Heather crossed her arms over her chest.

“What if you take Ivy and Tink and move into Sandy’s condo?” Blane asked. “We just need them to do something different. They’ll stop going to school and hanging out at the Castle or whatever.”

“Schmidty’s house,” Heather said.

“Schmidty’s house?”

“He had a big house in Crestmoor,” Heather said. “He’s in LA with Lizzie. The girls and I could live there and no one would ever notice. Mack could stay too.”

“Yeah, but you’d have to call Schmidty and we don’t know if everything is monitored,” Blane said.

“Your hospital room isn’t,” Heather said. “It goes through the hospital switchboard.”

Grinning, Blane pointed at Heather and nodded to her brilliance. He got up from his chair and shuffled over to the bed. Plopping on the bed, he picked up the phone.

“What’s the number?” Blane asked.

She gave him the number, and he dialed. She bit the cuticle on her thumb while he talked to Schmidty. Blane laughed and gave her the thumbs up. She watched him thank Schmidty. He rested for a moment on the bed and then hefted himself off the bed. He shuffled over to her.

“Turns out that one of his step-mom’s is a Deputy DA,” Blane said. “She’s talked to him about this case. In fact, she called him after Charlie was hurt and said that if he knew any of these girls, he should get them in hiding. She thinks there’s something funny going on in her department or maybe the police.”


“Something to do with why the kids are in danger,” Blane said. “Anyway, he’s going to call this step-mom. She’ll meet you and the kids at the house this evening. He also said they haven’t been home in a while. He has a service that cleans the house and fills the refrigerator. He’ll get the house ready for you.”

“Wow,” Heather said.

“He’s very wealthy,” Blane said. “And very happy.”

“You think it will work?” Heather asked.

“I think it’s a good plan,” Blane said.

Heather nodded.

“He said the house is surrounded by high walls and has great security,” Blane said. “It has to since he often entertains the celebrities he represents. Seth has the same security.”
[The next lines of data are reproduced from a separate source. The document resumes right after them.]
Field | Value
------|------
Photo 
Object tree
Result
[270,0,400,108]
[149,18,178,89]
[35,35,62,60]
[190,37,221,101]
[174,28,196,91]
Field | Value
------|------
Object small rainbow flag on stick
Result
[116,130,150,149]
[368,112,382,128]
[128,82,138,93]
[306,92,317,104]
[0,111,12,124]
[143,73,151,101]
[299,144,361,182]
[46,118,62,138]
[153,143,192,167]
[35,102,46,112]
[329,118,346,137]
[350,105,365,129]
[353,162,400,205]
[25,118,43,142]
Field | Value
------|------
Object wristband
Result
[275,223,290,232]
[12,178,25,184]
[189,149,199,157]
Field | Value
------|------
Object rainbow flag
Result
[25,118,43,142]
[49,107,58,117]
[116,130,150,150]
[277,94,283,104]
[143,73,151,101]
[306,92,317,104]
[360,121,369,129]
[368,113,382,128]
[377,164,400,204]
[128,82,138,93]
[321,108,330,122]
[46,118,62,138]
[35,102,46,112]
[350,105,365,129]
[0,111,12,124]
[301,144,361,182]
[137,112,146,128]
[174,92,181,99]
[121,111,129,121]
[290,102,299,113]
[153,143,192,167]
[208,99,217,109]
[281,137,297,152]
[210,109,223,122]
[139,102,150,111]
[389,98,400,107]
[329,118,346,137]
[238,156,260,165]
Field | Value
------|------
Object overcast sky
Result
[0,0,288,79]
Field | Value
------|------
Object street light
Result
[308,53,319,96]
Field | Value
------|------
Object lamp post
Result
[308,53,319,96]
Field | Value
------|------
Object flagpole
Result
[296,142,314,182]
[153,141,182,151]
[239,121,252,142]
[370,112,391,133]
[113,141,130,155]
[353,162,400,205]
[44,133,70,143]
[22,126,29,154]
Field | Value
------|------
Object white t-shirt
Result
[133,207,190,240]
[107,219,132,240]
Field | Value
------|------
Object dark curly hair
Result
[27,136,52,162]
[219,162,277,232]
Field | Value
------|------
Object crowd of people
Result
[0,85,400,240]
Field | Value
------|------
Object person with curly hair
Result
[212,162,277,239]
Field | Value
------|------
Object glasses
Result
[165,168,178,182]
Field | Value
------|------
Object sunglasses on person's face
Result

“Sounds secure,” Heather said.

“It has cable and great snacks,” Blane smiled. “My guess is that you’ll love it.”

Heather nodded and looked down at her hands.

“I should probably …” She gestured to the door.

“Yeah,” Blane said.

She looked up at him. His face wore a bright smile but his eyes looked as scared as she felt. She smiled, told him she loved him, and left the room. With practiced determination, she walked out of the hospital. She was in her car before she let out a tiny sob.

“I can do this,” she said.

Nodding to herself, she drove to the Castle to get Tink and Ivy.